How do you finish grieving a part of yourself that you want to die forever? I love this past Rachael but I hate her all the same. I knew that the only way to let go, to "unstick" myself, to find a happy medium of contentedness instead of skyrocketing up into restricting euphoria or plummeting down into binge-eating depressive despair, I had to give up the old Rachael. I had to stop dwelling on the past.

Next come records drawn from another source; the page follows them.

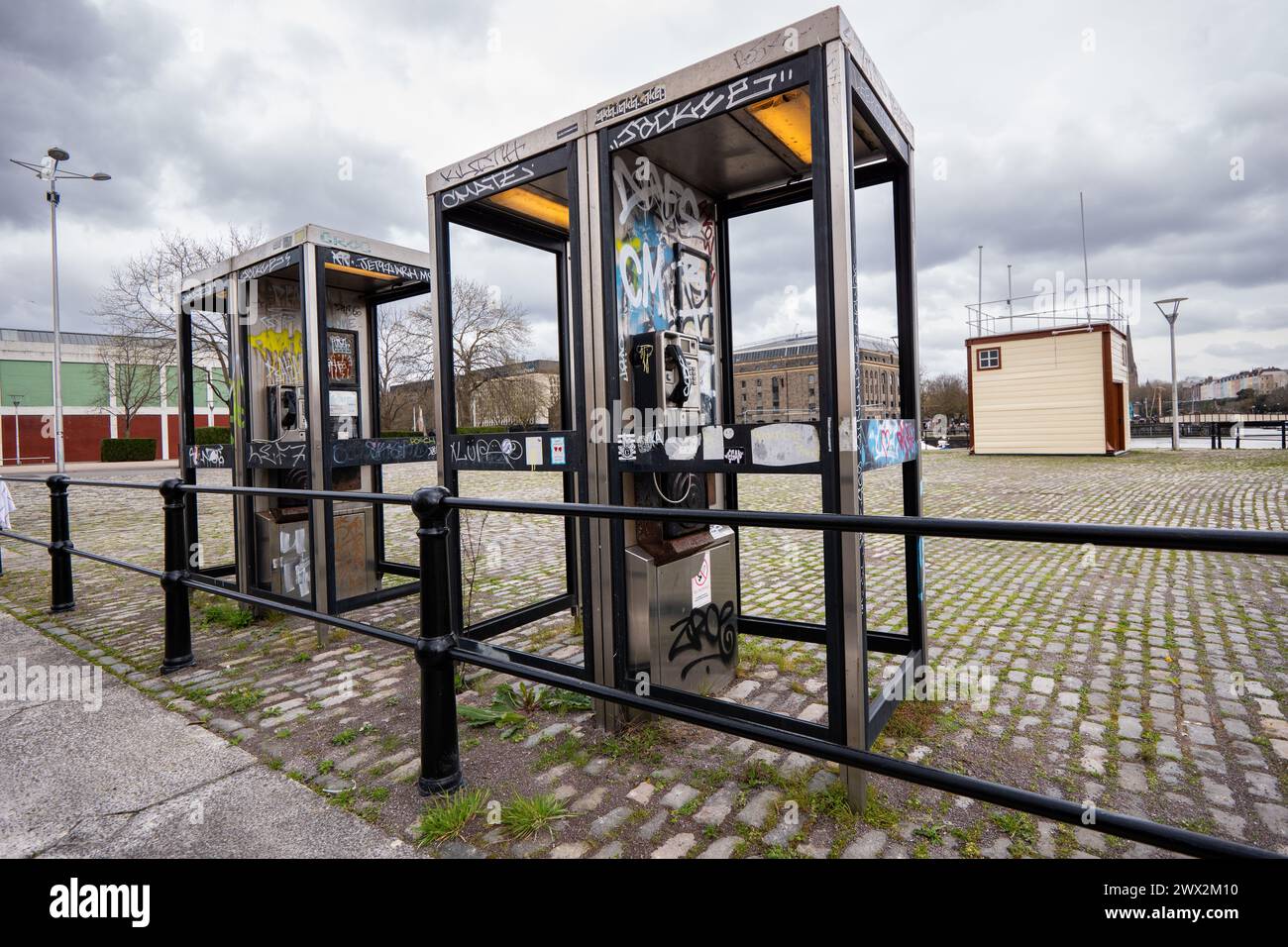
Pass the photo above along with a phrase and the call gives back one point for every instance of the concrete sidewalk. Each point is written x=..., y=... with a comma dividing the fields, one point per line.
x=133, y=780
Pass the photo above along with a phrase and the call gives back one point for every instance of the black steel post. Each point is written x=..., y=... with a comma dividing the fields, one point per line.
x=439, y=753
x=178, y=629
x=60, y=540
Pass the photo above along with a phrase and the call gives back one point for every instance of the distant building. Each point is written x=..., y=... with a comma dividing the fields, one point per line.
x=778, y=380
x=1256, y=380
x=519, y=394
x=89, y=408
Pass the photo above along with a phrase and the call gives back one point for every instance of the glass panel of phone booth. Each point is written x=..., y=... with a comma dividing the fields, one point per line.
x=353, y=291
x=881, y=556
x=509, y=338
x=679, y=446
x=404, y=393
x=275, y=406
x=206, y=352
x=509, y=263
x=773, y=329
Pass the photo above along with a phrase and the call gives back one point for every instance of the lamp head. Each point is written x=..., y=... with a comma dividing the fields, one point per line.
x=1170, y=307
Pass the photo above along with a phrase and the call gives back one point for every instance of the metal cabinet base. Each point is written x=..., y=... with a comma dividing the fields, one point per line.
x=683, y=616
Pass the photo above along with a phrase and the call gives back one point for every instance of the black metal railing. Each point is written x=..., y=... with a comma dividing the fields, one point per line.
x=438, y=646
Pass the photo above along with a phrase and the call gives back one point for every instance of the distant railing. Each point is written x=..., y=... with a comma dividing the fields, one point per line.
x=1047, y=311
x=438, y=644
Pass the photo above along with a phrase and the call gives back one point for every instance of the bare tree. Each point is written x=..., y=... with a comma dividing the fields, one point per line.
x=141, y=299
x=511, y=397
x=488, y=333
x=406, y=361
x=944, y=394
x=134, y=368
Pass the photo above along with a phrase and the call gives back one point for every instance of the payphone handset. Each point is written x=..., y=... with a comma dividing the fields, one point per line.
x=286, y=420
x=666, y=379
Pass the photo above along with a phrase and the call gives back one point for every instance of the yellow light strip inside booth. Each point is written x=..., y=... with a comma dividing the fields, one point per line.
x=359, y=272
x=786, y=118
x=520, y=200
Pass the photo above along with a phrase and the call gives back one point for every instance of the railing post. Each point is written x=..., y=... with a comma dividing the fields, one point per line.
x=60, y=540
x=439, y=753
x=178, y=629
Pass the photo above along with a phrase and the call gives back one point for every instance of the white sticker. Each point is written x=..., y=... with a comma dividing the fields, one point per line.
x=702, y=582
x=712, y=444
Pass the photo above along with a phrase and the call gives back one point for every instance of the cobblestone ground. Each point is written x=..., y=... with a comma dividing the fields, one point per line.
x=1146, y=682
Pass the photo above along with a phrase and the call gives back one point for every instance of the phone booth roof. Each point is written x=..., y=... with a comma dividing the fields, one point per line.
x=730, y=65
x=415, y=263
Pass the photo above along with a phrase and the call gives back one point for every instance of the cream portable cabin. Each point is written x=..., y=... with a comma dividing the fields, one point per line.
x=1047, y=379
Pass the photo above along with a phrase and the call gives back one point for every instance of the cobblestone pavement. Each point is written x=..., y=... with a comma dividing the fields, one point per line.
x=1146, y=682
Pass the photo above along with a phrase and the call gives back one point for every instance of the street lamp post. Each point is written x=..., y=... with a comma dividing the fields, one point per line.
x=17, y=433
x=50, y=170
x=1170, y=308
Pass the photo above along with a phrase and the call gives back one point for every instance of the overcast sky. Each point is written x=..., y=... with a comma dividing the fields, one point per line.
x=1172, y=118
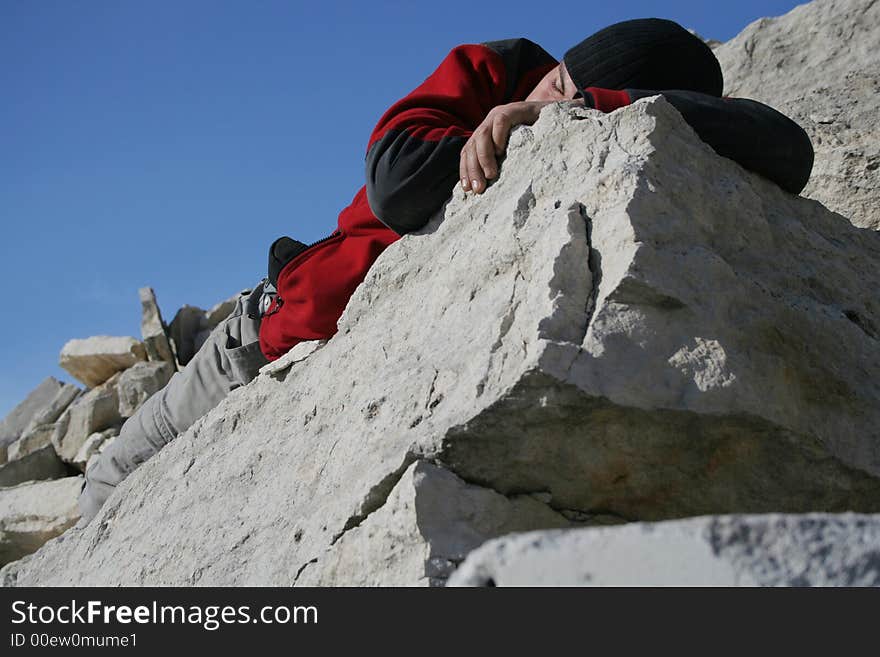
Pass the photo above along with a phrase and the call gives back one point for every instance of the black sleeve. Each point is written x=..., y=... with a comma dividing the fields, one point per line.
x=755, y=135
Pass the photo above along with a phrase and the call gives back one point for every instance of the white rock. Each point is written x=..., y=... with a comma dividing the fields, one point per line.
x=36, y=465
x=20, y=418
x=764, y=550
x=96, y=410
x=94, y=360
x=430, y=521
x=93, y=445
x=153, y=328
x=36, y=438
x=31, y=514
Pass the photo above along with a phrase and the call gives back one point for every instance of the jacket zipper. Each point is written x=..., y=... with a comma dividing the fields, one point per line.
x=277, y=302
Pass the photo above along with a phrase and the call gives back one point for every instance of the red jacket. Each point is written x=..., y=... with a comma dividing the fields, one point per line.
x=412, y=165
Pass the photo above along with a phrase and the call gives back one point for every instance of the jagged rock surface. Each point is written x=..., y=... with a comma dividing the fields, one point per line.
x=820, y=64
x=192, y=325
x=624, y=324
x=31, y=514
x=42, y=405
x=37, y=465
x=139, y=382
x=765, y=550
x=94, y=360
x=156, y=342
x=97, y=410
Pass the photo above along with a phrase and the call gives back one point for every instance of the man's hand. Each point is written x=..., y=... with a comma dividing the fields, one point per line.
x=478, y=162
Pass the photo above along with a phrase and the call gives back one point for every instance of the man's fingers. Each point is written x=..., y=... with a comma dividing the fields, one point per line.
x=485, y=148
x=500, y=134
x=474, y=172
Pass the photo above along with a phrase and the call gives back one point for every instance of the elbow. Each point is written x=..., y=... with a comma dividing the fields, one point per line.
x=388, y=203
x=408, y=181
x=801, y=161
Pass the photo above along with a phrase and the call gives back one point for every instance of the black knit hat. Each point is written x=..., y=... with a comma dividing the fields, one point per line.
x=648, y=53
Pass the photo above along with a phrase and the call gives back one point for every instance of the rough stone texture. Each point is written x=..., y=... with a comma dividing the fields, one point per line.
x=50, y=413
x=183, y=329
x=820, y=64
x=137, y=383
x=765, y=550
x=429, y=523
x=94, y=360
x=93, y=445
x=95, y=411
x=37, y=465
x=104, y=444
x=18, y=419
x=624, y=324
x=153, y=328
x=219, y=311
x=31, y=514
x=37, y=438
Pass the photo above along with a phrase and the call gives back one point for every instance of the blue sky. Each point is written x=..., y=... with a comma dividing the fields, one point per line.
x=167, y=143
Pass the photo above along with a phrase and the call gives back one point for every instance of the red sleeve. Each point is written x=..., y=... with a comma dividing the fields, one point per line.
x=412, y=156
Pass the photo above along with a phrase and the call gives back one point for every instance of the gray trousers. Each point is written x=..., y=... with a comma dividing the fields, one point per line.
x=228, y=359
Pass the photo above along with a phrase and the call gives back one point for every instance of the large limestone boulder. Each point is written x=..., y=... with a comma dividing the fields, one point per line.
x=43, y=405
x=31, y=514
x=624, y=325
x=820, y=64
x=94, y=360
x=764, y=550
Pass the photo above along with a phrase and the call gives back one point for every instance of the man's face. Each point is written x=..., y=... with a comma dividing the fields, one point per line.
x=556, y=85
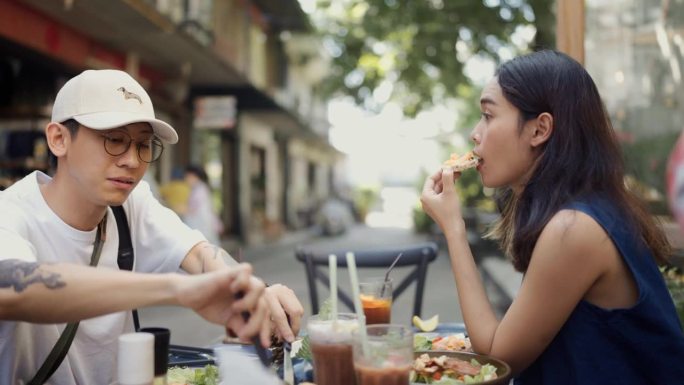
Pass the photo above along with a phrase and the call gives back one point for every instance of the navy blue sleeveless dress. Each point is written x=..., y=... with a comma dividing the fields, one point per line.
x=639, y=345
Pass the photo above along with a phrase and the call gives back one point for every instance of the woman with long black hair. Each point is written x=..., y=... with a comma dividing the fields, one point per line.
x=593, y=307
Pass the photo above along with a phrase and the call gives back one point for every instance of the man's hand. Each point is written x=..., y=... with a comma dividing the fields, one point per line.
x=283, y=304
x=213, y=296
x=280, y=300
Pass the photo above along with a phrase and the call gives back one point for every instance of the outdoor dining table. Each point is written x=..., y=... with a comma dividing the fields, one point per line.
x=303, y=369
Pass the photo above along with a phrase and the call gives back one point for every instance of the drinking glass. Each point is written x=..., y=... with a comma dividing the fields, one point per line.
x=331, y=346
x=376, y=300
x=387, y=357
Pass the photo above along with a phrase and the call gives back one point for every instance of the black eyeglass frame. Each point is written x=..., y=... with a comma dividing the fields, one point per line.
x=154, y=142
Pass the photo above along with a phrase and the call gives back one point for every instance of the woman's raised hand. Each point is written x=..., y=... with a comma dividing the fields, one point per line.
x=440, y=201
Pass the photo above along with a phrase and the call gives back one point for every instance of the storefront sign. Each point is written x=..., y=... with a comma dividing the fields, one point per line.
x=215, y=112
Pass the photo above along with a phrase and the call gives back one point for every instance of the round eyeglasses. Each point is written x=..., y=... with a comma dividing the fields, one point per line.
x=118, y=142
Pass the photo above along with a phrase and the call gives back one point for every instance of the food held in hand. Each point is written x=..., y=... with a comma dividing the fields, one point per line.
x=426, y=325
x=461, y=163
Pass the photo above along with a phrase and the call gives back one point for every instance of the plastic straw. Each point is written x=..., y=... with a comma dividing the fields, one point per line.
x=332, y=266
x=354, y=278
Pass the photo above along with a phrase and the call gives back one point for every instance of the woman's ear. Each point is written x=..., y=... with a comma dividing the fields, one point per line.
x=57, y=138
x=542, y=130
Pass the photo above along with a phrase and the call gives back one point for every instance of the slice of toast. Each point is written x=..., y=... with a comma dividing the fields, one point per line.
x=461, y=163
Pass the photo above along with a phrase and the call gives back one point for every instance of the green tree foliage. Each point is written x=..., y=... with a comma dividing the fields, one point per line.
x=417, y=48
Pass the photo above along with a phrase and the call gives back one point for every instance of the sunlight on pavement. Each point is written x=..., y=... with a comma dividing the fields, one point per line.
x=396, y=209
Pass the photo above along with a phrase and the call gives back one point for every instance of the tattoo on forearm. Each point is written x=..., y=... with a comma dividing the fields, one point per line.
x=20, y=275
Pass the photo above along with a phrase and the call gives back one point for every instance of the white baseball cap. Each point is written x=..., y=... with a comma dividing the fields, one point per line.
x=106, y=99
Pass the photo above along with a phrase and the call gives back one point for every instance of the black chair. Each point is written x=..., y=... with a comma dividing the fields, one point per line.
x=418, y=255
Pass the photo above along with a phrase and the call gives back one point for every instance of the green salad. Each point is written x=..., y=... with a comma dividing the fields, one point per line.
x=445, y=370
x=193, y=376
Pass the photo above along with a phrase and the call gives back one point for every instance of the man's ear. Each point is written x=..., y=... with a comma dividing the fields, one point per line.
x=542, y=129
x=57, y=138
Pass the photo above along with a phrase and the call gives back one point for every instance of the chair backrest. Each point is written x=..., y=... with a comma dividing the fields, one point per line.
x=418, y=255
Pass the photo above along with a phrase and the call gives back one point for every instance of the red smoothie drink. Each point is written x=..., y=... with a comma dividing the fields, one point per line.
x=331, y=345
x=368, y=375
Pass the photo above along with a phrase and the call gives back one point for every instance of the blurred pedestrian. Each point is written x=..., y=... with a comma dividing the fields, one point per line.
x=593, y=307
x=176, y=193
x=200, y=213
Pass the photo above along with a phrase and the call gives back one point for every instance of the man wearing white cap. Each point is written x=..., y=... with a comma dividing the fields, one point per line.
x=104, y=134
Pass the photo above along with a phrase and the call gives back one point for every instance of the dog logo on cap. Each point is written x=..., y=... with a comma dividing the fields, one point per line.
x=129, y=95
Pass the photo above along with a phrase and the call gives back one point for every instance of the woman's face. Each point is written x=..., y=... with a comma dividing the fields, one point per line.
x=507, y=156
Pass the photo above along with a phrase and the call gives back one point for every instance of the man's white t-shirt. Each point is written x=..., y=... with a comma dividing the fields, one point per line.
x=31, y=231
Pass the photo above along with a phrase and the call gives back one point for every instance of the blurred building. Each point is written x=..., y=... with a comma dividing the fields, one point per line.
x=634, y=50
x=236, y=78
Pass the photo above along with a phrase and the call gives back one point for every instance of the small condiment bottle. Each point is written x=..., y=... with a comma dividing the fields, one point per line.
x=135, y=364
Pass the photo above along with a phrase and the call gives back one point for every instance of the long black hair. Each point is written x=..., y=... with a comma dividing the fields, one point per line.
x=581, y=156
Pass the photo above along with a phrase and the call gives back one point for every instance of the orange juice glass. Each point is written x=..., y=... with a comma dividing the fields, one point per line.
x=376, y=300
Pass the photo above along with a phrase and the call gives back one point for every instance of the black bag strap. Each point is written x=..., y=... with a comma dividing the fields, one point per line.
x=61, y=348
x=126, y=257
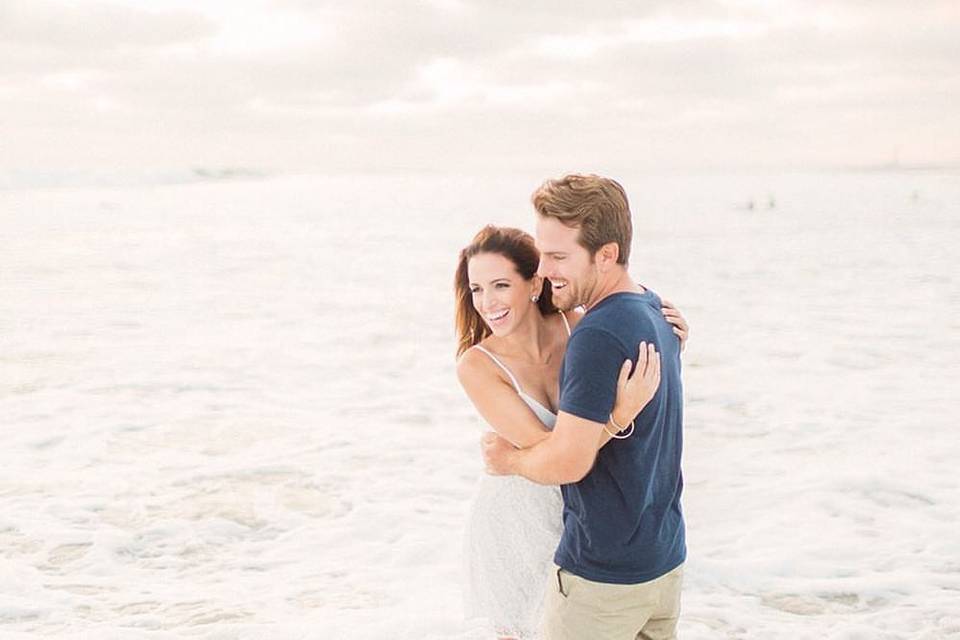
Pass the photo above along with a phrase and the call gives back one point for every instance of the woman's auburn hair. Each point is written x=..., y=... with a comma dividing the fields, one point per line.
x=515, y=245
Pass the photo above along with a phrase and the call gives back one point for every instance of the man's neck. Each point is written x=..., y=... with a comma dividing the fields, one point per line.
x=618, y=282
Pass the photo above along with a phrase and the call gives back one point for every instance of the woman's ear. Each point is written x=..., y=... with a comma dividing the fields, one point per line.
x=537, y=286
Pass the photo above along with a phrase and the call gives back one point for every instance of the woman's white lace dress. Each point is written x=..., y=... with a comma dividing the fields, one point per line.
x=512, y=533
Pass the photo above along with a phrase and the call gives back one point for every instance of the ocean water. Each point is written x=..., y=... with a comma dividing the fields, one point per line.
x=229, y=409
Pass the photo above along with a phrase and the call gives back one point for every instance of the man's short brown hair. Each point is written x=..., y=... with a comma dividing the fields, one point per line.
x=596, y=205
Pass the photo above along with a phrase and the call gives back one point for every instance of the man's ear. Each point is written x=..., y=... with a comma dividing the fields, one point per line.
x=606, y=256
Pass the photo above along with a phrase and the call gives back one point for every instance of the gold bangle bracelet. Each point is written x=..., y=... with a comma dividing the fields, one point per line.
x=619, y=429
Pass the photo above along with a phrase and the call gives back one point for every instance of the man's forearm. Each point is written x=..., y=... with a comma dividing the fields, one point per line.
x=550, y=463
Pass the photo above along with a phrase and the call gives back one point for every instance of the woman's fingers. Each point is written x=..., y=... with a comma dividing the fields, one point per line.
x=653, y=363
x=641, y=360
x=624, y=374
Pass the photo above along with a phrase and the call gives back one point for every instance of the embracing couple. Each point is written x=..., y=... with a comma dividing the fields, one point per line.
x=590, y=402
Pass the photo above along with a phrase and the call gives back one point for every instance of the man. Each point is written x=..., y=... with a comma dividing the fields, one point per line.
x=620, y=559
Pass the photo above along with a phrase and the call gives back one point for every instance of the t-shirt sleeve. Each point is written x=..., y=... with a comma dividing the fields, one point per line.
x=591, y=367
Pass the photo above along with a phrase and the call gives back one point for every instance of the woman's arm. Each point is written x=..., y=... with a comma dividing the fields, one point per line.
x=498, y=402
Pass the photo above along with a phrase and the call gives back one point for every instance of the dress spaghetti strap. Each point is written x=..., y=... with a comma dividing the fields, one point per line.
x=516, y=385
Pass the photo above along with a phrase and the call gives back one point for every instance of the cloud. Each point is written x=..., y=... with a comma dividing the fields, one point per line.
x=92, y=26
x=332, y=83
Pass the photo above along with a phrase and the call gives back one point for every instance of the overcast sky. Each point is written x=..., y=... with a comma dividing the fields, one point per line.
x=478, y=85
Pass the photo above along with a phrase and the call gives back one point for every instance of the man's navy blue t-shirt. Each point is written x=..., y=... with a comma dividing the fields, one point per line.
x=622, y=523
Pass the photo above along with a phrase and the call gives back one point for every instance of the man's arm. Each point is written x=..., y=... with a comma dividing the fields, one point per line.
x=563, y=457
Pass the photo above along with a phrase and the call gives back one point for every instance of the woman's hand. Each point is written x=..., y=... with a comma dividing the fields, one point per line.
x=680, y=327
x=634, y=392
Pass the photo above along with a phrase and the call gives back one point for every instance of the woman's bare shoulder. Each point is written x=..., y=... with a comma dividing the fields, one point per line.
x=573, y=317
x=476, y=366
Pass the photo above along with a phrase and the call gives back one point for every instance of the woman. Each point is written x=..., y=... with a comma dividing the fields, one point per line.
x=511, y=343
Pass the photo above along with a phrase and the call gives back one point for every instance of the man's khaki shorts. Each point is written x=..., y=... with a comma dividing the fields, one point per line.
x=580, y=609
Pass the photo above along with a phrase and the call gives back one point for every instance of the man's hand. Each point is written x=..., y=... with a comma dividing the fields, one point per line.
x=497, y=454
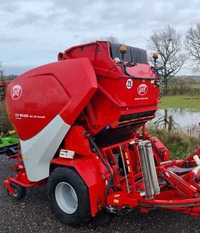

The first thing that comes to my mind when I hear "relationships" is boy-girl lovers; dating, marriage, divorce. And then maybe when we expand from there we think about friendships and family members. When it comes to relationships we often think about our interactions with others, but our relationship to ourselves can be just as important, if not vital and influential to the relationships we harbor around us. If we are not healthy with our internal selves, how can we move on in life and enjoy our time with others? With this demon side residing within me, it made it difficult to go out for drinks with my friends, to enjoy a slice of cake, to go out for ice cream for the fear of temptation and guilt afterward. But to "unstick" myself I knew I had to pull away from the old Rachael at last, to not dwell on her thoughts of, Lets get us back to where we used to be, and the past you was so much better.
We will get her back.
I am not that past Rachael. But I am also not the fictional 30-pounds-less-again-future-Rachael. I have to focus on the present, to live in the moment. I have to be okay with who I am right now, without a thought towards future weight-loss or dwelling on the past and hating myself for "messing up" by gaining the weight. I know that to be the best person I can be I must either fix this relationship within me or finalize its death at last.
If I want to live again, that old, destructive self must die.